The lesion may urticate on its own initiative or, more frequently, in response to being stroked or rubbed. The lesion becomes itchy, erythematous, or edematous when touched or rubbed; this reaction is known as the Darier sign. The phenomenon is regarded as pathognomonic since it is brought on by the release of mast cell mediators in response to physical stimulus. The diagnosis of mastocytosis is not ruled out in the absence of a positive Darier sign because it is evoked in only around 50% and 90% of patients with solitary mastocytoma and other kinds of cutaneous mastocytosis, respectively. Certain lesions may erupt in painful blisters.

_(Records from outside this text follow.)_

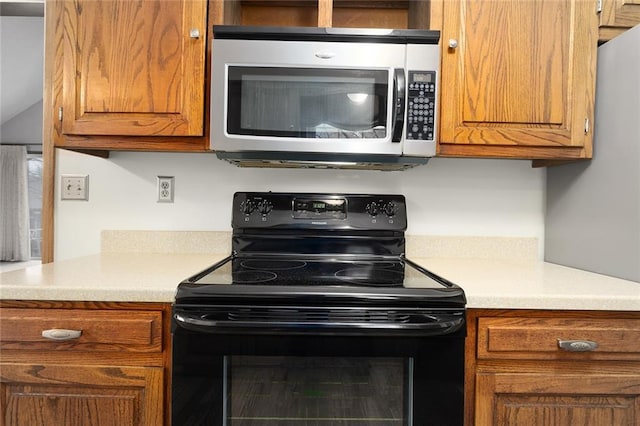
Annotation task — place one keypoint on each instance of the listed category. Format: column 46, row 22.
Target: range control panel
column 421, row 104
column 319, row 211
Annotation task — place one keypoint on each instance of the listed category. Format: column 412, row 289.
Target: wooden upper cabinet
column 518, row 78
column 617, row 16
column 134, row 68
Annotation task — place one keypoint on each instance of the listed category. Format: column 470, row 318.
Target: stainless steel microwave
column 324, row 97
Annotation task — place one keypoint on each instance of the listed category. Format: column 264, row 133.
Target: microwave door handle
column 398, row 104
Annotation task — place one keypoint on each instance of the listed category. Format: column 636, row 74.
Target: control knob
column 372, row 208
column 247, row 206
column 265, row 207
column 390, row 208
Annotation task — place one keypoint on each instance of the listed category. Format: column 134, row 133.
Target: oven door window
column 286, row 390
column 313, row 103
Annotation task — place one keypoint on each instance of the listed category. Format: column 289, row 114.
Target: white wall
column 465, row 197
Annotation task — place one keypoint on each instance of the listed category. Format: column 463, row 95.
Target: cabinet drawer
column 538, row 338
column 100, row 330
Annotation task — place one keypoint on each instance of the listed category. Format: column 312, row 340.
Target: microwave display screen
column 310, row 103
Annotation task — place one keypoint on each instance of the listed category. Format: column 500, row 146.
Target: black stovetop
column 322, row 248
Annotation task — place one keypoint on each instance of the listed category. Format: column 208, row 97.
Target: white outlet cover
column 74, row 187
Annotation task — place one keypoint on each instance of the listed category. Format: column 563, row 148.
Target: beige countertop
column 488, row 283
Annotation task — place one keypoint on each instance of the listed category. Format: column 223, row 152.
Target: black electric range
column 317, row 317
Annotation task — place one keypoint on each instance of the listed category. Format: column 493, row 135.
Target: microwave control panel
column 421, row 105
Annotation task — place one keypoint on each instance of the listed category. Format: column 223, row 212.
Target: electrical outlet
column 166, row 187
column 74, row 187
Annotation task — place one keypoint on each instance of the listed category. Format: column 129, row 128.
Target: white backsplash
column 447, row 197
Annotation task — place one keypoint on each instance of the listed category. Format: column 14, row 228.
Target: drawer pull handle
column 577, row 345
column 61, row 334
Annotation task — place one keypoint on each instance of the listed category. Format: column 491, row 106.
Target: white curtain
column 14, row 204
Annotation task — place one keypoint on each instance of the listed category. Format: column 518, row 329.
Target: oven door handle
column 437, row 324
column 398, row 104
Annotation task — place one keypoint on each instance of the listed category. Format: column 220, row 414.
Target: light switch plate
column 74, row 187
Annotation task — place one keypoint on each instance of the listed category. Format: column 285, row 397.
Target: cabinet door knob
column 61, row 334
column 577, row 345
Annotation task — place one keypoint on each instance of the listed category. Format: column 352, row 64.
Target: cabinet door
column 531, row 399
column 134, row 67
column 81, row 396
column 519, row 79
column 617, row 16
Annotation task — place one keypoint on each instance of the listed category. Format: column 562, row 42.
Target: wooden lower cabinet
column 115, row 373
column 76, row 395
column 518, row 375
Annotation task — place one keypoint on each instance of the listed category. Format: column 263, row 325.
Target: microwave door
column 313, row 109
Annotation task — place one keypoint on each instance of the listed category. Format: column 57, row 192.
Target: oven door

Patients with solitary cutaneous mastocytosis may also experience systemic symptoms, however they are far more common in those with systemic mastocytosis. These symptoms include flushing, dyspnea, hypotension, nausea, vomiting, abdominal discomfort, diarrhea, and headaches.

== Causes ==
Exon 17 KIT mutations are present in about 40% of children with cutaneous mastocytosis, while KIT mutations outside of exon 17 (such as exon 8, 9, 10, 11) are present in another 40% of children, and no KIT mutations are present in the other children. Increased expression of stem cell factor has been observed in certain children with cutaneous mastocytosis, and stem cell factor plays a crucial role in mast cell development. There have been reports of solitary cutaneous mastocytomas developing at trauma sites, like immunization sites.

== Mechanism ==
It has been demonstrated that in solitary cutaneous mastocytomas, melanocyte stimulation results in elevated local concentrations of soluble mast cell growth factors. Melanin pigment is produced locally as a result of melanocyte proliferation. This explains why the lesion in a solitary cutaneous mastocytoma appears hyperpigmented.

== Diagnosis ==
Based on the lesion's shape, the existence of a positive Darier sign, and the lack of systemic involvement, the diagnosis is primarily clinical. If necessary, a skin biopsy can be used to confirm the diagnosis by demonstrating a KIT mutation in the lesional skin and confirming mast cell infiltration in the dermis.

== Treatment ==
Most treatments are symptomatic. For the most part, reassurance and avoiding triggers are sufficient. The mainstay of treatment for pruritus and flushing is oral H1 antihistamines. Oral H2 antihistamines may be used for further benefit in severe situations. In patients with gastrointestinal symptoms (heartburn, abdominal discomfort, bloating, diarrhea) related to solitary cutaneous mastocytoma, oral H2 antihistamines, either with or without oral cromoglycate, should be investigated. Using air conditioning in hot weather, bathing in lukewarm water, and removing or avoiding triggers are examples of preventative methods.